魔性の瞳-33◆「暗闇」
■ヴェロンディ連合王国/王都シェンドル/宮殿/奥の部屋
「・・・どうぞ・・・」
抑揚のない声。だが、その言葉の語尾には微かな震えが混じっていた。
中庭に面した大きな窓から、星明かりが差し込む。部屋は、静けさの中に沈み込んでいるようだ。
やがて・・・小さく溜息をつくと、レムリアは身動ぎしてベッドの上に躯を起こした。
「退屈・・・されているのではありませんか? 少し、お話いたしましょうか?」
どんな表情で言ったのだろう−−僅かな星明かりでは、相手が何を想って話しているのか、確かめる術もない。
「不作法ではありますが、エリアドさまさえ宜しければ、このままでお話しさせてくださいませ。」
微笑みの感情が伝わってくる。声にも、感情の色合いが含まれている。
だが・・・シンシンと静まりかえる様な部屋の雰囲気は変わらない。
彼女の返事は微かに震えていた。本来なら、それは私にとって喜ぶべきことだ。彼女の本当の心が・・・少なくともその一端が・・・顔を見せているのだから。
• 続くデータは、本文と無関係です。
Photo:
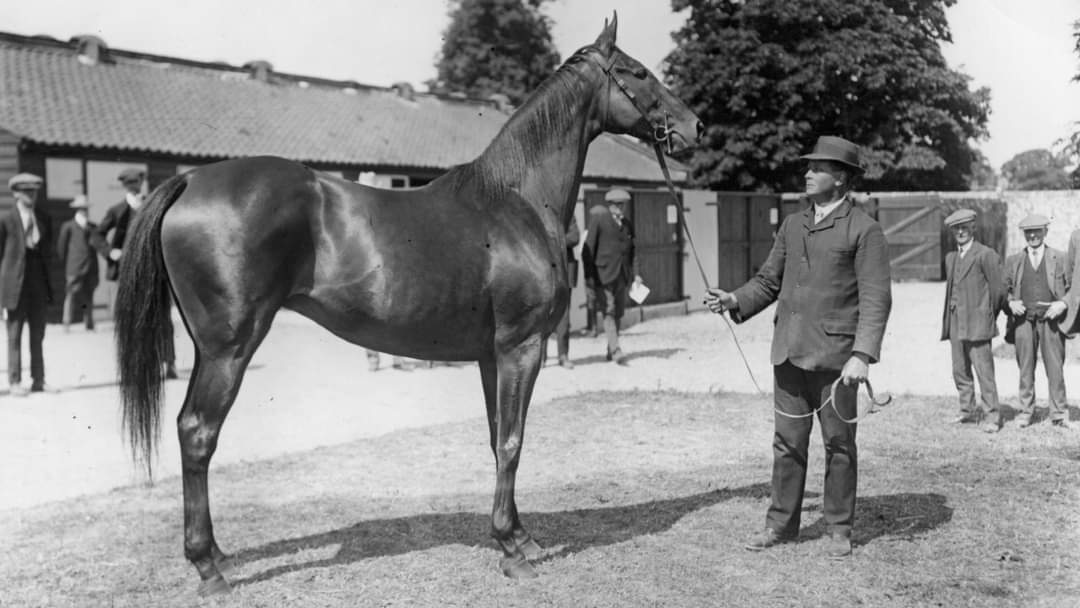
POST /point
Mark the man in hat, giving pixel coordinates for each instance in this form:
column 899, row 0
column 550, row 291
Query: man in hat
column 1038, row 284
column 974, row 294
column 828, row 273
column 116, row 223
column 26, row 245
column 80, row 264
column 610, row 241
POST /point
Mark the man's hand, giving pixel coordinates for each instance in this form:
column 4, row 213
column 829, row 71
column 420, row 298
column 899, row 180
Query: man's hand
column 855, row 370
column 718, row 300
column 1017, row 308
column 1055, row 309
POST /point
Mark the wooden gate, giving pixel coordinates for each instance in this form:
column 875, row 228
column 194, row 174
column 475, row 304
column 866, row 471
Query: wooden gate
column 913, row 226
column 658, row 241
column 745, row 234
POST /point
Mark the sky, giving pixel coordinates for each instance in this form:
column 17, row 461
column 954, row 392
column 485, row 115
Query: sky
column 1022, row 50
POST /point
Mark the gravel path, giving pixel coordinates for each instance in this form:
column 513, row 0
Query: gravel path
column 307, row 389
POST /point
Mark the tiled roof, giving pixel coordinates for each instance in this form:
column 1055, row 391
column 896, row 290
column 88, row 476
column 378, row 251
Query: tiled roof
column 163, row 105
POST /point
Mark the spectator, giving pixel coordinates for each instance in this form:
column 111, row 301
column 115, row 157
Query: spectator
column 117, row 220
column 610, row 241
column 828, row 273
column 1038, row 284
column 26, row 244
column 974, row 294
column 77, row 253
column 1071, row 324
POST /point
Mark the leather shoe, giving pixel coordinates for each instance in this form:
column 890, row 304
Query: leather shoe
column 765, row 539
column 838, row 546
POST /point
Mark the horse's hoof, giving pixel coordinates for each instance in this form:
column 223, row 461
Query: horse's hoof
column 225, row 565
column 517, row 568
column 214, row 585
column 529, row 549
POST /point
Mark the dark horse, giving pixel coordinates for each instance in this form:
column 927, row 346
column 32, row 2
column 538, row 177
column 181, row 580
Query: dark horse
column 471, row 267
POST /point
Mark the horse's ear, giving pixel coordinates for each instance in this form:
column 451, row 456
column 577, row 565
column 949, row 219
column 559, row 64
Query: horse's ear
column 606, row 40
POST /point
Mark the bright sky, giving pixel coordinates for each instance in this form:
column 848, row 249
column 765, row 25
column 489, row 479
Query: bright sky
column 1024, row 54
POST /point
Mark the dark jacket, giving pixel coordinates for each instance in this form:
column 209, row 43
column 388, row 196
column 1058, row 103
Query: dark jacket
column 979, row 283
column 14, row 270
column 610, row 245
column 832, row 286
column 116, row 219
column 76, row 251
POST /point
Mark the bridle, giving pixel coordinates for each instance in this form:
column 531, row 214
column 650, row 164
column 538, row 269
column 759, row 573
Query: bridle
column 661, row 131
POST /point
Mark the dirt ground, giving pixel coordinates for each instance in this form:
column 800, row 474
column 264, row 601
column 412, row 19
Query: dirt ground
column 308, row 389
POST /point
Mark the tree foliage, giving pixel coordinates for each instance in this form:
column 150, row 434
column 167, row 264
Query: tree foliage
column 496, row 46
column 767, row 77
column 1037, row 170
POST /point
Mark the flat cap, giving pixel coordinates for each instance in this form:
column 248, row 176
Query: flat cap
column 1034, row 220
column 959, row 216
column 24, row 180
column 131, row 173
column 617, row 196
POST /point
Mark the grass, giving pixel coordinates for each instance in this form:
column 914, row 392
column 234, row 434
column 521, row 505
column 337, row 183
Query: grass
column 640, row 499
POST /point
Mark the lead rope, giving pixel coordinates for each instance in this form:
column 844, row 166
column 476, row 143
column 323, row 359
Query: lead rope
column 832, row 400
column 697, row 258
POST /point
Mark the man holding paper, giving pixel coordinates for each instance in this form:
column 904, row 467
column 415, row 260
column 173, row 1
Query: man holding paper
column 610, row 240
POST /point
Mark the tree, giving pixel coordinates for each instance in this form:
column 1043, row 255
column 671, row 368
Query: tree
column 1036, row 170
column 494, row 46
column 767, row 77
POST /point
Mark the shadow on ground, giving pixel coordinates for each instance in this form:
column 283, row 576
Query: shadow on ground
column 572, row 531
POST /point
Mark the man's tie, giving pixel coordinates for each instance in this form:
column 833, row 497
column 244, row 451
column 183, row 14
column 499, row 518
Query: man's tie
column 31, row 233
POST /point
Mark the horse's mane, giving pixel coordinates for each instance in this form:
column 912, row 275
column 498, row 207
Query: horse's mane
column 522, row 140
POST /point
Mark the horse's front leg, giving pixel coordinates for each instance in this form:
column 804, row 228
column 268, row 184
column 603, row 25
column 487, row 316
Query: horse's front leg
column 509, row 379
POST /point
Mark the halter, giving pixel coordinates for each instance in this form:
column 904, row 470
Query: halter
column 661, row 131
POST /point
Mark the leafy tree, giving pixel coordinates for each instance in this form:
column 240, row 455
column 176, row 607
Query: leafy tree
column 493, row 46
column 767, row 77
column 1036, row 170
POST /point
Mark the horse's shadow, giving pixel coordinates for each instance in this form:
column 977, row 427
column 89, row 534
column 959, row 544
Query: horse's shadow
column 571, row 531
column 631, row 355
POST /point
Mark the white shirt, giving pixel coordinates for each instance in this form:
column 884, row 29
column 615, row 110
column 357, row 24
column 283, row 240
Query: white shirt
column 29, row 226
column 820, row 212
column 1036, row 255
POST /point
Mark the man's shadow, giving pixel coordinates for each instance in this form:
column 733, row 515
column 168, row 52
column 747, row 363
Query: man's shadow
column 571, row 531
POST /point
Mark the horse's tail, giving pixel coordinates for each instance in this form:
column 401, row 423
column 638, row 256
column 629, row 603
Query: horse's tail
column 143, row 327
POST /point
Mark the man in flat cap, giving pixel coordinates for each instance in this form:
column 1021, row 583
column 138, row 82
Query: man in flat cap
column 26, row 246
column 610, row 241
column 116, row 223
column 77, row 253
column 974, row 294
column 828, row 273
column 1038, row 283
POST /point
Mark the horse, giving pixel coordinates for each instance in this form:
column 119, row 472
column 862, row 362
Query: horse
column 470, row 267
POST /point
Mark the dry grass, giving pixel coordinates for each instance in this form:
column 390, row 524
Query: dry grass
column 642, row 499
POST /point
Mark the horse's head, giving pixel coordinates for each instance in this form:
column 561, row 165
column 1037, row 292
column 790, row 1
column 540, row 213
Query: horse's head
column 634, row 102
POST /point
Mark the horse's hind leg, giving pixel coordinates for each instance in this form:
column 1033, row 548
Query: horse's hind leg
column 508, row 388
column 211, row 393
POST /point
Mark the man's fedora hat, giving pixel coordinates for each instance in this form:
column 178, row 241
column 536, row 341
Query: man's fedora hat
column 836, row 149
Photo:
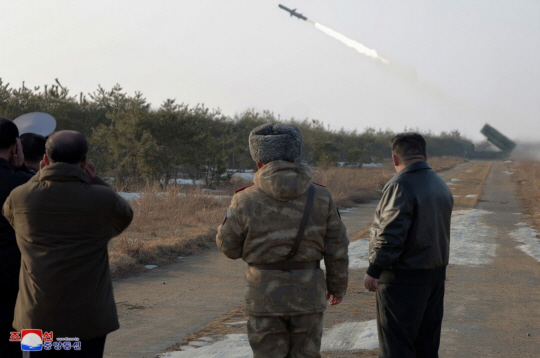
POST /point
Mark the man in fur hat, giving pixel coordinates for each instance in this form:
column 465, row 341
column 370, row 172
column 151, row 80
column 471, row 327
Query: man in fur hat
column 282, row 226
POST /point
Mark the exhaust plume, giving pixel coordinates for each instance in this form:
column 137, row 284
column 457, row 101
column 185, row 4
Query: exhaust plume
column 364, row 50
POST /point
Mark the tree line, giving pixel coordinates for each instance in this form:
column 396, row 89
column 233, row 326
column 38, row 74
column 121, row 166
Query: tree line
column 134, row 144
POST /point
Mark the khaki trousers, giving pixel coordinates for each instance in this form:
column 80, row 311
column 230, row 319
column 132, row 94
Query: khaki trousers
column 286, row 336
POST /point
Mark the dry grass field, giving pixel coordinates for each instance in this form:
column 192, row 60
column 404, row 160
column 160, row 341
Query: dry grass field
column 180, row 221
column 527, row 178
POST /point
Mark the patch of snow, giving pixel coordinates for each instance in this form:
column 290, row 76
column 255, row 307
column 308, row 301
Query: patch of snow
column 351, row 336
column 470, row 242
column 344, row 336
column 531, row 244
column 244, row 176
column 234, row 345
column 358, row 255
column 237, row 323
column 130, row 196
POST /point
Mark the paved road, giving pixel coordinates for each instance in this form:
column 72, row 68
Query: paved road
column 493, row 310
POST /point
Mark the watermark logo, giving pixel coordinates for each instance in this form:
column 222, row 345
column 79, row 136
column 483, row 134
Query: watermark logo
column 37, row 340
column 31, row 340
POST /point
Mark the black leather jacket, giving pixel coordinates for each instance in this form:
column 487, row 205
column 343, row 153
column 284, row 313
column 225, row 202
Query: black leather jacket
column 411, row 228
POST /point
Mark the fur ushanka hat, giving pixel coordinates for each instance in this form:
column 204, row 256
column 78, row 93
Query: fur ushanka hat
column 271, row 142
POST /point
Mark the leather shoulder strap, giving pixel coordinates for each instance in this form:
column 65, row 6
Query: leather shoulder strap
column 303, row 223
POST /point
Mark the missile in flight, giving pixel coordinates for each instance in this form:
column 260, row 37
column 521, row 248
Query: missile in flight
column 293, row 12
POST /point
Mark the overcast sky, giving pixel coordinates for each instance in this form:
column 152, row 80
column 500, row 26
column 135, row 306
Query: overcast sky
column 454, row 65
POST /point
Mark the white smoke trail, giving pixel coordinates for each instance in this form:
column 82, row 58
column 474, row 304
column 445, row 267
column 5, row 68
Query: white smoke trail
column 351, row 43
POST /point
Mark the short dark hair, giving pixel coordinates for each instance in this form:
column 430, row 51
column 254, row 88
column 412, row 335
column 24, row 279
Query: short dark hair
column 408, row 146
column 33, row 146
column 66, row 147
column 8, row 133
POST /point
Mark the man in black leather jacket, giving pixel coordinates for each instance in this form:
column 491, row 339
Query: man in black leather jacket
column 408, row 254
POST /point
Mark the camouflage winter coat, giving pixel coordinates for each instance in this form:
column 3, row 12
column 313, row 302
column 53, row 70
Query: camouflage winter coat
column 260, row 227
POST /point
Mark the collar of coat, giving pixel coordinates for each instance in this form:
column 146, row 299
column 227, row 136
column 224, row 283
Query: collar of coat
column 5, row 164
column 421, row 165
column 64, row 172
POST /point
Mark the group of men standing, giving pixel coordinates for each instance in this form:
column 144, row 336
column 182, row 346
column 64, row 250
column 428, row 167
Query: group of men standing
column 283, row 225
column 57, row 223
column 54, row 233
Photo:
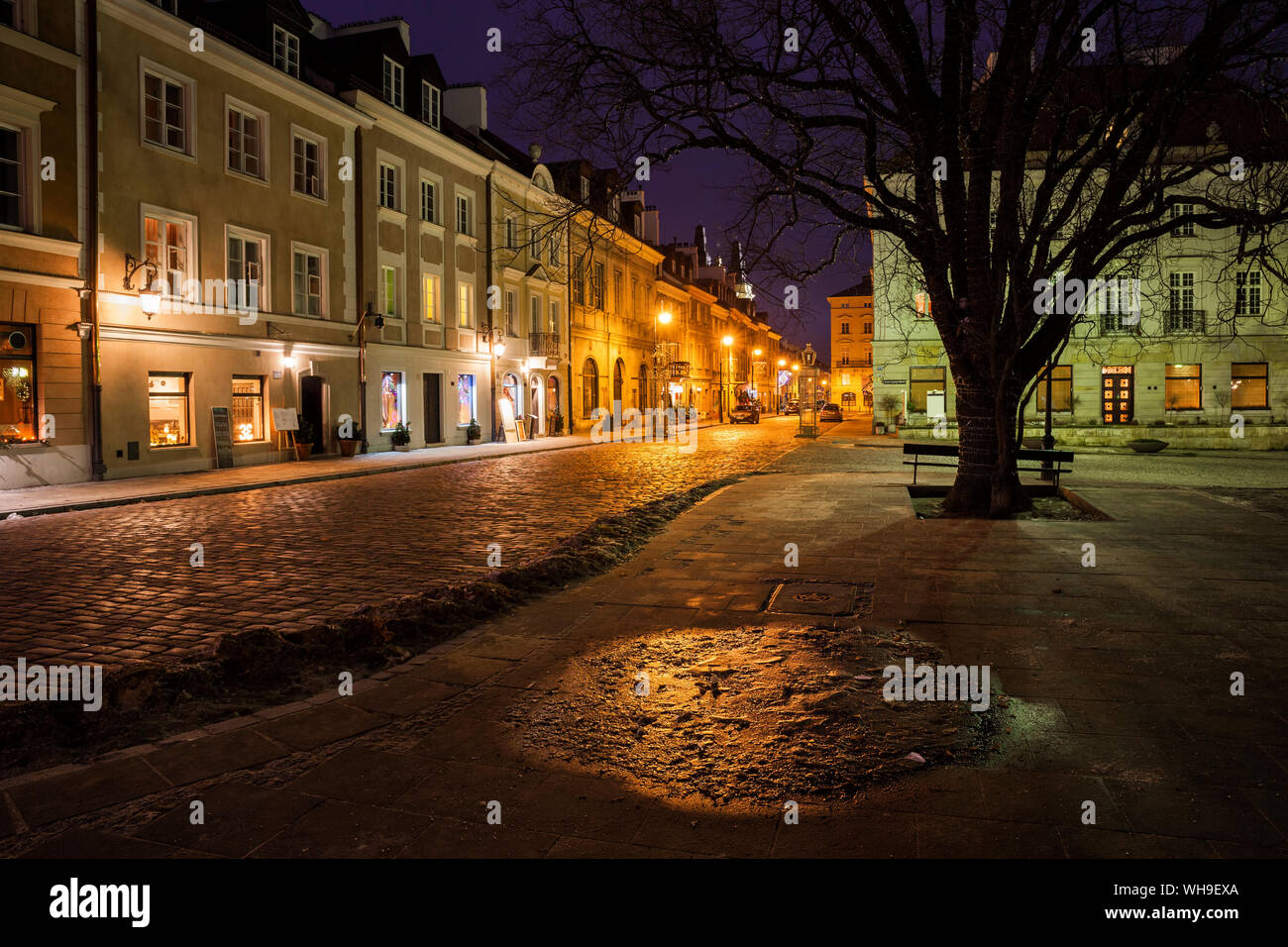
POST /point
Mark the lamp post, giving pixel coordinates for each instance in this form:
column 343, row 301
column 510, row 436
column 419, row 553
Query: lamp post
column 361, row 331
column 494, row 337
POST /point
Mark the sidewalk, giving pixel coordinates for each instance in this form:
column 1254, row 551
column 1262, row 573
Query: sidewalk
column 1119, row 680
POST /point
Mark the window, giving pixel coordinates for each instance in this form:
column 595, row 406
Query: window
column 389, row 188
column 429, row 298
column 596, row 286
column 1184, row 388
column 430, row 105
column 248, row 256
column 245, row 142
column 286, row 52
column 12, row 178
column 464, row 222
column 429, row 201
column 465, row 304
column 922, row 379
column 166, row 243
column 1061, row 388
column 391, row 397
column 1247, row 292
column 389, row 290
column 308, row 158
column 511, row 312
column 465, row 399
column 165, row 111
column 248, row 407
column 17, row 382
column 393, row 82
column 308, row 278
column 1249, row 385
column 589, row 386
column 167, row 410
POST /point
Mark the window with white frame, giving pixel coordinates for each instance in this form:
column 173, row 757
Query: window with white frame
column 167, row 240
column 13, row 178
column 389, row 185
column 248, row 263
column 393, row 84
column 464, row 219
column 429, row 201
column 246, row 141
column 308, row 158
column 167, row 111
column 286, row 52
column 429, row 298
column 1247, row 292
column 389, row 290
column 308, row 281
column 430, row 105
column 465, row 304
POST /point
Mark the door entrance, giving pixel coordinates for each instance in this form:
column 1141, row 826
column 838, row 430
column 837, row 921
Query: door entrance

しかし、今の私には、それがこのような時であることが無性に切なく、そして、哀しかった。
私は、ただ静かに星明かりに浮かぶ彼女の影を見つめ続けた。
しばしの後の彼女の問いかけに、
「・・・あぁ。」
と短く相槌を打ち、私は微かに頷く。
それ以上何か言えば、私の声もまた彼女のように震えるだろうとわかっていたから・・・。